I guess I’ve become very demanding when it comes to television programs. There’s so many choices out there that I can’t really waste my time with something that doesn’t hook me from the beginning.
I found the scenes to be a little too long. Characters talking for extended periods of time, trying to explain stuff I didn’t really care about. Plus the scenes were so winded sometimes, I lost track of what it was about in the first place.
The acting is pretty good. And the writing had its moments.
When the time came for Dare Devil to fight I thought the choreography was clean and exciting and that the stunts were well done.
The filmmakers were also trying to give it some veracity by recording some of the scenes in long uninterrupted shots. I thought that the impulse was great. But then they didn’t match the actions of the character with the style they were trying to portray.
The first movie that came to mind that did this was the Korean movie “Old Boy” which I have mentioned on other posts on this blog.
In “Old Boy” you also have long scenes were the character is fighting multiple opponents. But in that case, you can see the character getting more and more tired and the technique getting sloppy.
In the case of Dare Devil, the scene takes place during an episode in which our hero has been on a couch for 80% of it. He’s been hurt and his lung has collapsed. He can hardly walk.
Then he tracks down these gangsters and has a fight with maybe ten people.
I didn’t mind that he’s tough and can get up and go fight. However, during the fight, he’s using spinning techniques and jump kicks and things that only a fresh man would use – certainly not somebody who’s in pain.
So I was a little disappointed by the execution of something that I thought could have been a pretty cool scene.
Still, my girlfriend and I gave it a second chance. We sat down the other night and watched a few more episodes.

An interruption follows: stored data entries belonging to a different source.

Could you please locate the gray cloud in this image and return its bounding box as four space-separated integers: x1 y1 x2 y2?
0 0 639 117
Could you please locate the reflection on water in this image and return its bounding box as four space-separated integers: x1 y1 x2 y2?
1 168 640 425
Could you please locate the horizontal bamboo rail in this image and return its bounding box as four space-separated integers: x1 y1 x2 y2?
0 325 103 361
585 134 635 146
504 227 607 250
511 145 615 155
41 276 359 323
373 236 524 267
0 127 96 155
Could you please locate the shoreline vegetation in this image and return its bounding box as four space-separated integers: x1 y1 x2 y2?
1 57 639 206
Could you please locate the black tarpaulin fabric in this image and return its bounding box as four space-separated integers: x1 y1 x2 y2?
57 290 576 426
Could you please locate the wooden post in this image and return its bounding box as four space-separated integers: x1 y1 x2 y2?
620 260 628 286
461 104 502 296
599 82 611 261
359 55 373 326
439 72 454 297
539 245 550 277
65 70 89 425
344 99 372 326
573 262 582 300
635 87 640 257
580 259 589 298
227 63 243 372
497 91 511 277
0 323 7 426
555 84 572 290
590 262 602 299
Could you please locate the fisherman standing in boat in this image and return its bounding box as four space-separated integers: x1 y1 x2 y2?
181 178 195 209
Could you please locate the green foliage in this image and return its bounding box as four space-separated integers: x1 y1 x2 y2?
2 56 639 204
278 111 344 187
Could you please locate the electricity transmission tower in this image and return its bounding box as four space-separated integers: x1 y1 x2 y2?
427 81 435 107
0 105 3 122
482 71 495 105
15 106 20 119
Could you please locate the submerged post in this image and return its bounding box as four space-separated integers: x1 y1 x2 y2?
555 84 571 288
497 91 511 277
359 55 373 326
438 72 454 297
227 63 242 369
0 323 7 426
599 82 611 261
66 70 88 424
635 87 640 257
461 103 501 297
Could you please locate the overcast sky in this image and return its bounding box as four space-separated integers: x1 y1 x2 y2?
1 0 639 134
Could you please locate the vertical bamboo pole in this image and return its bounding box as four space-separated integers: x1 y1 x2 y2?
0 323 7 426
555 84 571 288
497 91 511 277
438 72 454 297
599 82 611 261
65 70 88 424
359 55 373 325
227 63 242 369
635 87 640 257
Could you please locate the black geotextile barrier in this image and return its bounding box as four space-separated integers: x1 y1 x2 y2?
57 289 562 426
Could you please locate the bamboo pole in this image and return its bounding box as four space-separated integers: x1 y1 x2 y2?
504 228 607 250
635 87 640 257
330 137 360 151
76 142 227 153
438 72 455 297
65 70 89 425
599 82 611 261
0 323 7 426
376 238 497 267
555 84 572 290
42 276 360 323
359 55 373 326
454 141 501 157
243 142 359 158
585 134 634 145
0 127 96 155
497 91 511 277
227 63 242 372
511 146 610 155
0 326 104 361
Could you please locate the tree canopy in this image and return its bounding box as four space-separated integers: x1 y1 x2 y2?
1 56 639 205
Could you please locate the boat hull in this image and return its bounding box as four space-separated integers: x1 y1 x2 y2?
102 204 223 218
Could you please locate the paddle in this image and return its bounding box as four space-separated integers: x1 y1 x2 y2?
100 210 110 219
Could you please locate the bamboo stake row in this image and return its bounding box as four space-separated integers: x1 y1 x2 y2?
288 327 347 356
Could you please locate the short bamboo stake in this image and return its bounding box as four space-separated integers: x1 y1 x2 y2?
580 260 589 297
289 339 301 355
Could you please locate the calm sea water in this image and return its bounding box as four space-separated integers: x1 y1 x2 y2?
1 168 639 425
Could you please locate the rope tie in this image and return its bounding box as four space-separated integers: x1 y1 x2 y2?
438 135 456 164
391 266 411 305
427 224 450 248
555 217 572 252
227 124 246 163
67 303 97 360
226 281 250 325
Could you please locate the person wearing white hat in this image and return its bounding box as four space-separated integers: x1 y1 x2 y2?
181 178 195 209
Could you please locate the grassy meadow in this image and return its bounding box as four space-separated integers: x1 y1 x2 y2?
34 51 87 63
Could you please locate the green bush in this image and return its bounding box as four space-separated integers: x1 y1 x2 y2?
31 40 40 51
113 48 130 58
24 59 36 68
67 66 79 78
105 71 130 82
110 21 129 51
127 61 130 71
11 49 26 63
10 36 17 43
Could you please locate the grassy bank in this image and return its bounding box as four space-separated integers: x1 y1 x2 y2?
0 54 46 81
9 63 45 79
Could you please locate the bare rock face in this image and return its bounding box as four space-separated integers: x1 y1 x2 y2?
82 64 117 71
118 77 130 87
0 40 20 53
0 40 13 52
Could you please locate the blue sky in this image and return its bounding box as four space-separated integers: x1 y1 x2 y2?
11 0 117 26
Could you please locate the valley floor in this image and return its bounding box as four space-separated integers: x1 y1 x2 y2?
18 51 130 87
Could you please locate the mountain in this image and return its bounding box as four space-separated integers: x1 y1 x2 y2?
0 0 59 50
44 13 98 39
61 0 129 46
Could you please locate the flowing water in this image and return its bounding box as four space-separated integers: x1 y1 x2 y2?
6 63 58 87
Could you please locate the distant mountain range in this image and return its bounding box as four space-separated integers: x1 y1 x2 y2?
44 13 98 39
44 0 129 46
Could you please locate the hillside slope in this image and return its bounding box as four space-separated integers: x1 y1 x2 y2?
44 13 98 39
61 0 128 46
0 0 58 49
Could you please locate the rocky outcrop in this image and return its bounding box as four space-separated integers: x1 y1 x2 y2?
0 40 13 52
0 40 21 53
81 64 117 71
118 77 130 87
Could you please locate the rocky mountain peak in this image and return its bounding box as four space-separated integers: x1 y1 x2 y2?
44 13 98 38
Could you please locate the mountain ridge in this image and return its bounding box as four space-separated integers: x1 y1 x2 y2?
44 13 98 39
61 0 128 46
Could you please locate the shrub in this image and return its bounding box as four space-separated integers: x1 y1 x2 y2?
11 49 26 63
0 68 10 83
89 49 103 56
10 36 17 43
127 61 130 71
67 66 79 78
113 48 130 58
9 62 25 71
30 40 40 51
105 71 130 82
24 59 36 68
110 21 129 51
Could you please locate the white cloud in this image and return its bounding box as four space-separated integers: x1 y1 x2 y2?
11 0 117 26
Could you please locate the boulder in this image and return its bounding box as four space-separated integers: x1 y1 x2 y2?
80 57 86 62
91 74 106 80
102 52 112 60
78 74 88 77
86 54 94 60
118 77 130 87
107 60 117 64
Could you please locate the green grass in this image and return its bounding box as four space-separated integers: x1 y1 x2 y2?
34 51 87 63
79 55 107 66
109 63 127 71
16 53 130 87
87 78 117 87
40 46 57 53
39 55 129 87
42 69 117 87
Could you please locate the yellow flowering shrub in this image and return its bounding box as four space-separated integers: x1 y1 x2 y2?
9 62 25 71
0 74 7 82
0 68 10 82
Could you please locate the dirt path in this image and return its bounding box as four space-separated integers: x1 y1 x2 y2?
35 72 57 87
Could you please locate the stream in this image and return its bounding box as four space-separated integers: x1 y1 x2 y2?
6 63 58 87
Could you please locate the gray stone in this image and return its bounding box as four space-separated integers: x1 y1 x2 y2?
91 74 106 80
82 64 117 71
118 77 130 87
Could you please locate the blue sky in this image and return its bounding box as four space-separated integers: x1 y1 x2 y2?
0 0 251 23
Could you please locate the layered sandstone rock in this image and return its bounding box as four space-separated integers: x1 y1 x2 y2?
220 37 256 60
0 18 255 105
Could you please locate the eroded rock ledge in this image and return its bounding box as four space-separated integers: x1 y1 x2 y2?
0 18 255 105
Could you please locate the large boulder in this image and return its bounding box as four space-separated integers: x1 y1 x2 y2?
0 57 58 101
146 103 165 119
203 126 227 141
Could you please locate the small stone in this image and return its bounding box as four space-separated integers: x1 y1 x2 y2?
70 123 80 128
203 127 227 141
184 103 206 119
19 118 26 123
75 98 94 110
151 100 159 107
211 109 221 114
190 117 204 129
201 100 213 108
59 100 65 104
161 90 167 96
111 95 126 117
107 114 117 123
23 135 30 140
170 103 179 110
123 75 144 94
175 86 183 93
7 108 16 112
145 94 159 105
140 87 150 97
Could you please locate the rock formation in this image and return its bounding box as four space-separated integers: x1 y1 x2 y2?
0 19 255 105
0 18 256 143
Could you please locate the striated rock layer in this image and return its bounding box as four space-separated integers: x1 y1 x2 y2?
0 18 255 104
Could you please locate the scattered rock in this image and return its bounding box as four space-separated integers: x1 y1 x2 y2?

I have to be honest…it lost me again. I don’t know if it’s the dialogue or the lack of a meaningful plot line, but I’m just not being hooked. I can turn away from it too quickly.
Still, I’m willing to give it another chance. At the end of the last episode, a man commits suicide by impaling himself through the eye with a spike. I thought that was pretty cool, as far a suicides go.
They also introduced the character of the arch-villain, played by Vincent D’onofrio. I love him. I think he’s a hell of an actor. So I’m willing to see where this goes.
A few weeks ago I learned that Netflix picked up the show for a second season but that the showrunners had been replaced. For those of you that don’t know what a showrunner is, this is the person that makes all decisions on the show, the person in charge of the creative choices.
So I’m curious about what the new guys will do with it.